Independence Crisis, UN Double Task and Falling Empires

  October 20, 2021   Read time 4 min
Independence Crisis, UN Double Task and Falling Empires
Not every issue which emerged in the early years of the UN formation originated directly from the conflict between East and West. The external reality which the UN mirrored was not only an age of cold war, but an age of colonial revolution.

And, for more than twenty years after it was born, many of the threats to the peace that the UN considered arose directly or indirectly from this source. But unhappily even questions of this type were viewed by the two blocs in cold-war terms. Each would use discussion of the item as the opportunity for a propaganda victory against the other. So it was, at first at least, with the question of Indonesia. This was originally raised at the UN, in the organisation's earliest days, as a direct result of cold-war rivalries.

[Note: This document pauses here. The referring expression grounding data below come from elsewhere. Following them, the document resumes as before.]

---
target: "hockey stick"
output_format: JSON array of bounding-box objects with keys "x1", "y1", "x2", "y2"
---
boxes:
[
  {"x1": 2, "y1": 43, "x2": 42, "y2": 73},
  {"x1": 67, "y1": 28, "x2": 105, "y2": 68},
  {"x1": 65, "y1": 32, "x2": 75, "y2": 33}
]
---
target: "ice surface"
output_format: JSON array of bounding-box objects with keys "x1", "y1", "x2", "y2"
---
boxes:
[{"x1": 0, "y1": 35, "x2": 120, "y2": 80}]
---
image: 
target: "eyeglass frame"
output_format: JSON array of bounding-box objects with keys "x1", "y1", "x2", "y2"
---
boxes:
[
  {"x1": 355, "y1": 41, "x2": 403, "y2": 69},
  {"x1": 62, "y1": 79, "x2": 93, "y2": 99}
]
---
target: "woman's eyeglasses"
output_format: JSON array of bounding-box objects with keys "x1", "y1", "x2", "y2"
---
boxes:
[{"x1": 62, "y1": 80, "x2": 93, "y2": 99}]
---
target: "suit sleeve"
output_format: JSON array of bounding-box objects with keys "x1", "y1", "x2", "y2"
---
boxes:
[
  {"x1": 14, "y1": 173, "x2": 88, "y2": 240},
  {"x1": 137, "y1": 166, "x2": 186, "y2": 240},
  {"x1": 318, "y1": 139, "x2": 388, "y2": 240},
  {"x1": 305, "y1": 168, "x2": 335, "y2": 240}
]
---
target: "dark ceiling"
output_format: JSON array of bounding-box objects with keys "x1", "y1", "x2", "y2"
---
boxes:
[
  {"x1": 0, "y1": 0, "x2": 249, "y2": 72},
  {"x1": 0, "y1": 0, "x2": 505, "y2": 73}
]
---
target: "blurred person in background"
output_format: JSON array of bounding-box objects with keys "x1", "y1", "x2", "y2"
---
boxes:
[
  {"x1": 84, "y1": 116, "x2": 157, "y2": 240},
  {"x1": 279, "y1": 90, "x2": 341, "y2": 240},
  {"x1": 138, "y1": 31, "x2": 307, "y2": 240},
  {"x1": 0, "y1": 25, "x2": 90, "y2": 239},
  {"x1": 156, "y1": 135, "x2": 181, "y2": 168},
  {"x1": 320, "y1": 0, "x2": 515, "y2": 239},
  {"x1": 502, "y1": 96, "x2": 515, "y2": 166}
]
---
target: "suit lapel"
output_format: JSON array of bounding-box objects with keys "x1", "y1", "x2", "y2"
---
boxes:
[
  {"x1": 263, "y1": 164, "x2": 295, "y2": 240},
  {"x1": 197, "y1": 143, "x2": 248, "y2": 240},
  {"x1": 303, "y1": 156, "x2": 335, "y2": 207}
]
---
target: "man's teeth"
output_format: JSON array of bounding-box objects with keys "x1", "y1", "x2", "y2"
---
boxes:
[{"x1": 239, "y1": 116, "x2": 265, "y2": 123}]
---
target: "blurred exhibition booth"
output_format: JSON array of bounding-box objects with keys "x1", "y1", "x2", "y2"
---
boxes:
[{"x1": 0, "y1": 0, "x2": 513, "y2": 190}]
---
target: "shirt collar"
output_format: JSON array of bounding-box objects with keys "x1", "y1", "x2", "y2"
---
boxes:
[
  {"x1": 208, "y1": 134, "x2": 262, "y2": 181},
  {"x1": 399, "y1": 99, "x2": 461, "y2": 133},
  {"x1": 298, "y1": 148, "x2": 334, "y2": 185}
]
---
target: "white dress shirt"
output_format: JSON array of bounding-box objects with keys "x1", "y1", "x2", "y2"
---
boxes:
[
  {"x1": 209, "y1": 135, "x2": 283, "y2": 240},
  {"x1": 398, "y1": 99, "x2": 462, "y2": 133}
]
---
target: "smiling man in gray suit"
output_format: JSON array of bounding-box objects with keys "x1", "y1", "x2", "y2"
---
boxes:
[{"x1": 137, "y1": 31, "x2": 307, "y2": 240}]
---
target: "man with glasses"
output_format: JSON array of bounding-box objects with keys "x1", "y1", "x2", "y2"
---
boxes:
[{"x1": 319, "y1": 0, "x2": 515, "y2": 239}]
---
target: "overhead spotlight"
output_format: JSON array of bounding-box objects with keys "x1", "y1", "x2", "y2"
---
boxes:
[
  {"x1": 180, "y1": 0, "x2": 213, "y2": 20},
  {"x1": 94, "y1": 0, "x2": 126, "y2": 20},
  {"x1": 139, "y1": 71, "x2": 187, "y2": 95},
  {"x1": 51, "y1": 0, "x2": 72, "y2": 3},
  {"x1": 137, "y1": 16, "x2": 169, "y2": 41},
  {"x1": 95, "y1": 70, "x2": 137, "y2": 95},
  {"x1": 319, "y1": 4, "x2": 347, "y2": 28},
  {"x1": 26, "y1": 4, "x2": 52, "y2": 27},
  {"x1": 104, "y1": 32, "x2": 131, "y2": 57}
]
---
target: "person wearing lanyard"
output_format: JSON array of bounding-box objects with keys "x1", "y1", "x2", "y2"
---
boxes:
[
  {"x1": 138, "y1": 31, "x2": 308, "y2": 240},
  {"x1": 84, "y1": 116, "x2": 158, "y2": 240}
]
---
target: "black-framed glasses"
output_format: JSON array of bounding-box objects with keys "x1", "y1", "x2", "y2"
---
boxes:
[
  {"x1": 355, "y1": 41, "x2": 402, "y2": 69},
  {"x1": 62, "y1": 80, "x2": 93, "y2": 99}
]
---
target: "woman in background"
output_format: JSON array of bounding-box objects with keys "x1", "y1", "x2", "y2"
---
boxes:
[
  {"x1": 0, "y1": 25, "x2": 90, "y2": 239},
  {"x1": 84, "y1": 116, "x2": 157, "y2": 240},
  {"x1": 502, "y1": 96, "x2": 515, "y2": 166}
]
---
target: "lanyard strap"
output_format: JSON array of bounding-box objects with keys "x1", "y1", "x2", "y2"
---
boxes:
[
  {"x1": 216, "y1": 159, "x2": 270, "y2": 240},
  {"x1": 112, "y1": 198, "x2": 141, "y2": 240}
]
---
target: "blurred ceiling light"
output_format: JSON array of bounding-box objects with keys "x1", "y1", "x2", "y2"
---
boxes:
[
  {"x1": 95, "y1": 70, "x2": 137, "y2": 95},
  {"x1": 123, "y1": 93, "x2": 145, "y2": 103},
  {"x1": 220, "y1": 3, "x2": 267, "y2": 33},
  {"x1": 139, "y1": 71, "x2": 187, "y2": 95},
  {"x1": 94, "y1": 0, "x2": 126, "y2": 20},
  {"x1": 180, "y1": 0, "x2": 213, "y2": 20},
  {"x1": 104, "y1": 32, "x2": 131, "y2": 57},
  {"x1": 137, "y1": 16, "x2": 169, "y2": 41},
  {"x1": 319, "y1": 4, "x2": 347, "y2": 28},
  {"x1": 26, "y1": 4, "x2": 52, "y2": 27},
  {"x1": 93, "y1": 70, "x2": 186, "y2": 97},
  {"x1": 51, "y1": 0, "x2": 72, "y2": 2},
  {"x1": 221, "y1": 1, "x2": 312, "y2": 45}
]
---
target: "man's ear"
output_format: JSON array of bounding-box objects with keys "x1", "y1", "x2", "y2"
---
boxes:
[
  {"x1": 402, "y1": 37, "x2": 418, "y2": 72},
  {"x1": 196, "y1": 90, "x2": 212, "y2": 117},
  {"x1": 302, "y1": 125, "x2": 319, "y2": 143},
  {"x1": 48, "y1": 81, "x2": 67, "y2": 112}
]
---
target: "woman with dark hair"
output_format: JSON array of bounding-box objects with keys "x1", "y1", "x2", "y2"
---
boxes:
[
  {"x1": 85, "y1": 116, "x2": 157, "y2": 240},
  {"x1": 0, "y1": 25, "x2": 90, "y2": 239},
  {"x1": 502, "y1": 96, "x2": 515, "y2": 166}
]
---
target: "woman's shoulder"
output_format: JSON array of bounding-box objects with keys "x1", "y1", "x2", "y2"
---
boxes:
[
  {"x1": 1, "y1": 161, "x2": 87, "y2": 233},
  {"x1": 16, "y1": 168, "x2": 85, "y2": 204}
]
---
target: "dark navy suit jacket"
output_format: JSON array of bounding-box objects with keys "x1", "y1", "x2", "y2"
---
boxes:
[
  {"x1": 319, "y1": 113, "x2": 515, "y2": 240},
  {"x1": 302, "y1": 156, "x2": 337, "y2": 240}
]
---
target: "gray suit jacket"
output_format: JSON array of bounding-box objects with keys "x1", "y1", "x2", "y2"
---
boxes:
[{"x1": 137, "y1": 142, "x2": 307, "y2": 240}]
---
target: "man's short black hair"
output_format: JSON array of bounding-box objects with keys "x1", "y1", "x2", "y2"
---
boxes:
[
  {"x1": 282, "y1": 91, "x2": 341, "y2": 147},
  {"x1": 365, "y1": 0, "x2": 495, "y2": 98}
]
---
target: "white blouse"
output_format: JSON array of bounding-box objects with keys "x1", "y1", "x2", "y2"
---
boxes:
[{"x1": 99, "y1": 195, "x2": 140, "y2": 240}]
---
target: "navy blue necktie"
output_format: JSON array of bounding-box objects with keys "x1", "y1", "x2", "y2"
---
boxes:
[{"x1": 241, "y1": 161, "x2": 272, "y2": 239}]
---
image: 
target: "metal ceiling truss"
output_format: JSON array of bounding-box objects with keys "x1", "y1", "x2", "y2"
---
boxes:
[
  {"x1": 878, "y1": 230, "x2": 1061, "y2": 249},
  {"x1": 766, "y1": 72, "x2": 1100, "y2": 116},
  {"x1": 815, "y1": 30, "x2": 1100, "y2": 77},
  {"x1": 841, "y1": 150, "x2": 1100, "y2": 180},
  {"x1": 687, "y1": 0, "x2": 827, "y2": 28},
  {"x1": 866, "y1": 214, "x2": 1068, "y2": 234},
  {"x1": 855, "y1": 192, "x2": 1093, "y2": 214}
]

It was the second of the two items raised in the Security Council by the Soviet Union in retaliation for the discussion of Azerbaijan. And as that item had been concerned primarily with the presence of Soviet Union forces on Iranian territory, so the Soviet item was directed at the continuing presence of British forces in Indonesia.

British forces had originally landed in Java in September 1945. They had been sent on the orders of the Supreme Allied Commander to arrange the Japanese surrender and reestablish law and order. The Netherlands Government held that this should lead to the return of the territories to Dutch rule. But over a month before, on 17 August, Indonesian republican leaders had declared Indonesian independence. Sukarno had been made President. And an Indonesian republican government had taken over control of most departments of government from the Japanese.

The British Government decided that its forces, which in any case were limited, should not be used to reimpose Dutch rule. They would merely secure the surrender of Japanese forces, release about 100,000 prisoners and internees, mainly Dutch, previously held by the Japanese, and occupy a few key areas around Batavia and Surabaja. Mountbatten, the Allied Commander-in-Chief, while he recognised that the Netherlands was legally the sovereign power, urged the Dutch to come to a settlement with the republicans.

In response to protests by the Indonesian authorities, he halted the landing of Dutch troops in Java and Sumatra in October. But British forces sought to win control of two or three main cities and came into conflict there with Indonesian forces seeking to resist this. In Surabaja there were casualties on both sides and a British brigadier and other British forces were killed.

The British Government announced that it had no wish to remain in Indonesia, but that it felt bound to keep its troops there for the moment, in fulfilment of Allied war aims and the orders of the Allied Supreme Command. It said it hoped for a settlement between the Dutch and the Indonesians, after which Britain would be only too pleased to withdraw. The Du tch still insisted on their legal right, as the sovereign power, to re-establish control, and they published plans for constitutional development in the territory. These plans were unacceptable to the republican government, however, which demanded acknowledgment of its de facto authority in Java and Sumatra.

This remained the situation when in January 1946 the Ukrainian delegate, on behalf of the Soviet Union, raised its complaint against Britain in the Security Council. He charged that Britain was interfering in the internal affairs ofIndonesia and assisting in the reimposition of Dutch colonial rule.

The UN should assist the Indonesians in their just demand for self-determination. He therefore proposed that the Council should set up a special commission to investigate the situation, particularly the behaviour of British forces, and restore peace in the area. Ernest Bevin, the British Foreign Secretary, representing Britain in the Council while it met in London, replied in characteristically blunt terms. He 'gave the lie' to charges that British forces had attacked those of Indonesia.

Britain had been merely carrying out Allied policy in accepting the Japanese surrender and making ready to restore the country, by mutual agreement, to the sovereign power. There was no action of British forces which required investigation: they had never provoked hostilities with anybody, though they had in some cases been obliged to defend themselves against Indonesian forces. The job for the UN was to try to secure a settlement between the Indonesians and the Dutch, not to seek to investigate the activities of British troops, which had throughout tried to stay neutral. Britain would indeed be only too pleased to withdraw her forces as soon as possible.

The Netherlands Foreign Minister, van Kleffens, also defended the conduct of British troops and denied that there was any dispute or any threat to the peace which would justify action by the UN. The problem was primarily a domestic one, which the UN had not the competence to investigate (the first of many claims of domestic jurisdiction made by colonial powers over the next twenty years). The Netherlands would therefore not accept any UN commission which was concerned with the future of the territory as a whole. If Britain would accept one to examine the conduct of British forces this was her affair. Other speakers from Western countries - the United States, France and Australia - equally rallied to the support of Britain and the Netherlands. They all either opposed the sending of a commission or said it must depend on Dutch consent. Only Mexico, other than the communist states, favoured to the idea of sending a commission.